Every chapter before this one focused on building something. This one focuses on keeping what you built running — and making sure the wrong things do not happen along the way.
Hermes runs on your machine, with access to your files, your API keys, and your shell. That power is what makes it useful. It is also what makes security and reliability non-negotiable. An agent that can run commands on your server can also run the wrong commands. A cron job that fails silently can leave you thinking work happened when it did not.
Hermes uses a defense-in-depth model — no single layer catches everything, and a failure in one layer is caught by the next. Layers 2–7 are active by default. Layer 1 (user authorization) requires allowlist setup covered in Chapter 5.

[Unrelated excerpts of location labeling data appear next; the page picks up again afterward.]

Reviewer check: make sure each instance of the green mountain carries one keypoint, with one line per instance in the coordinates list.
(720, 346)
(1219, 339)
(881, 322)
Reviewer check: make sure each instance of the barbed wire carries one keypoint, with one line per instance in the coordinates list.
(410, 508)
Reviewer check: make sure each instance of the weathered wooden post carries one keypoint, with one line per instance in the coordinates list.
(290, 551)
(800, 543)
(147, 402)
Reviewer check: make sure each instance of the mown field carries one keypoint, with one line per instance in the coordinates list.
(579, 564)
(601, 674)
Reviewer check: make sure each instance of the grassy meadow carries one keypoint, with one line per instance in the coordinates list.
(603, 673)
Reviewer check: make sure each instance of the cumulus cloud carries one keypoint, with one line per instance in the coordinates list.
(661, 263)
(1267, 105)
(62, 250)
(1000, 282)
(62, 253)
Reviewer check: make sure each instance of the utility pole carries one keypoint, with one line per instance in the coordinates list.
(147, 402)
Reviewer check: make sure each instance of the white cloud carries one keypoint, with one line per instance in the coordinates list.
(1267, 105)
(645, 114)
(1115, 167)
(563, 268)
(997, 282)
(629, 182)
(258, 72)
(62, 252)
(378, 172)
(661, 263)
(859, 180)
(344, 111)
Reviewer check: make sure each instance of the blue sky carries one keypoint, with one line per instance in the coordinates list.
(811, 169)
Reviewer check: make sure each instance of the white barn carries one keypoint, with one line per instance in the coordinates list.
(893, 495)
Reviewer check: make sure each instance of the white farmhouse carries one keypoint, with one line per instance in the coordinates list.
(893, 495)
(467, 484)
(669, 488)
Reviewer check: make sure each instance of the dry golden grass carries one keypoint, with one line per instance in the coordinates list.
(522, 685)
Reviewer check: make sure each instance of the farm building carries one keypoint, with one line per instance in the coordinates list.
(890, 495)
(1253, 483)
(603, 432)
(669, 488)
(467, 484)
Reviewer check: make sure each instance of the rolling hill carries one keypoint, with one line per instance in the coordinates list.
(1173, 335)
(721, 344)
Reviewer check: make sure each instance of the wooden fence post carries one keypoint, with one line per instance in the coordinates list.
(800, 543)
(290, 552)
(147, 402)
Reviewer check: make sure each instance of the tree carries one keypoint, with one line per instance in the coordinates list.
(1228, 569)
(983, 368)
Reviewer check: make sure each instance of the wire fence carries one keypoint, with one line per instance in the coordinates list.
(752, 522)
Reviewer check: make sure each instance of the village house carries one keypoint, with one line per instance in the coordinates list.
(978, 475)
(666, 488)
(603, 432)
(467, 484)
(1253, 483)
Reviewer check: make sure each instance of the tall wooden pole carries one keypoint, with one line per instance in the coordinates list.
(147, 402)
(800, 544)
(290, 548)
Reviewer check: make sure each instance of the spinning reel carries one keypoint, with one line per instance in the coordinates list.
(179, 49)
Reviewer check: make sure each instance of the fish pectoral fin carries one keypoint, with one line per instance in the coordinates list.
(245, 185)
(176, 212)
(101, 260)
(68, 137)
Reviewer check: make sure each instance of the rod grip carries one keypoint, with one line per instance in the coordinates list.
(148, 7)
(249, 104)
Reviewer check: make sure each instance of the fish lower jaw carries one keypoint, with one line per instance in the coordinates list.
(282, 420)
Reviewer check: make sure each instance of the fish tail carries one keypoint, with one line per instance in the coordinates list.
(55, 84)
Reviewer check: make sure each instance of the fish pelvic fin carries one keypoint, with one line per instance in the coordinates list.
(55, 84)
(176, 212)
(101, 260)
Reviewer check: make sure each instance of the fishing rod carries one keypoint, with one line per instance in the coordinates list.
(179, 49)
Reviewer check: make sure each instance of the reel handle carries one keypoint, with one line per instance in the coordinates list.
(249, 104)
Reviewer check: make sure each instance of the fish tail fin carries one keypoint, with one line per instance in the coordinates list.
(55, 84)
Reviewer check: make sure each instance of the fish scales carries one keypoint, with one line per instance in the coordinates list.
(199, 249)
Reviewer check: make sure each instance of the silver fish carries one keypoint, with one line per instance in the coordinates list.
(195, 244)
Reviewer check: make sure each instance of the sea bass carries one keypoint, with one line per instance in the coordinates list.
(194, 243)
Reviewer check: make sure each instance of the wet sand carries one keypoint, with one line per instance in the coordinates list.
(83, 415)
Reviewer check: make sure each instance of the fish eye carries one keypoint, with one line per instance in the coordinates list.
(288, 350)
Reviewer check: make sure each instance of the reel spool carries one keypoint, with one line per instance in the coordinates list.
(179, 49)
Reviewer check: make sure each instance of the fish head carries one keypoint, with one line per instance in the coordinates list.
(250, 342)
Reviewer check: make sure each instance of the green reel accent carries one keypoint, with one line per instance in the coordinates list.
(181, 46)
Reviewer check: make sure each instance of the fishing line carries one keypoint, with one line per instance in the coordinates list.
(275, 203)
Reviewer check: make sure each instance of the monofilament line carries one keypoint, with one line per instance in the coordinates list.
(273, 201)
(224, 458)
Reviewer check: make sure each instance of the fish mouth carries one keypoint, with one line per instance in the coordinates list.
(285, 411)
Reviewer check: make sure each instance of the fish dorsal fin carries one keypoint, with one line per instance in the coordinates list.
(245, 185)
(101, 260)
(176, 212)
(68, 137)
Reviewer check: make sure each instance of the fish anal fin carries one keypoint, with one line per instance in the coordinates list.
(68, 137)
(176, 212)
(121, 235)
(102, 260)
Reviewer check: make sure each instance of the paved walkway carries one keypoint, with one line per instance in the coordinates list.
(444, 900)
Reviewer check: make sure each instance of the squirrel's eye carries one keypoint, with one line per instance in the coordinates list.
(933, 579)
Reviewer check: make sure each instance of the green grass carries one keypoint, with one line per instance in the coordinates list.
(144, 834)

Hermes stores API keys in ~/.hermes/.env, not in config.yaml. Config contains preferences (model, toolsets, approval mode) and may be shared or exported; .env contains secrets and must never be committed, shared, or included in a profile export. Secret redaction is on by default and cannot be disabled at runtime — it is frozen at import time to prevent an agent from turning it off mid-session. Hermes scans logs and output for API key patterns (vendor prefixes like sk-, sk-ant-, sensitive query parameter names, and long alphanumeric strings), then masks them — short tokens are fully replaced, longer ones preserve the first six and last four characters so you can identify which key was used. The full pattern list lives in agent/redact.py.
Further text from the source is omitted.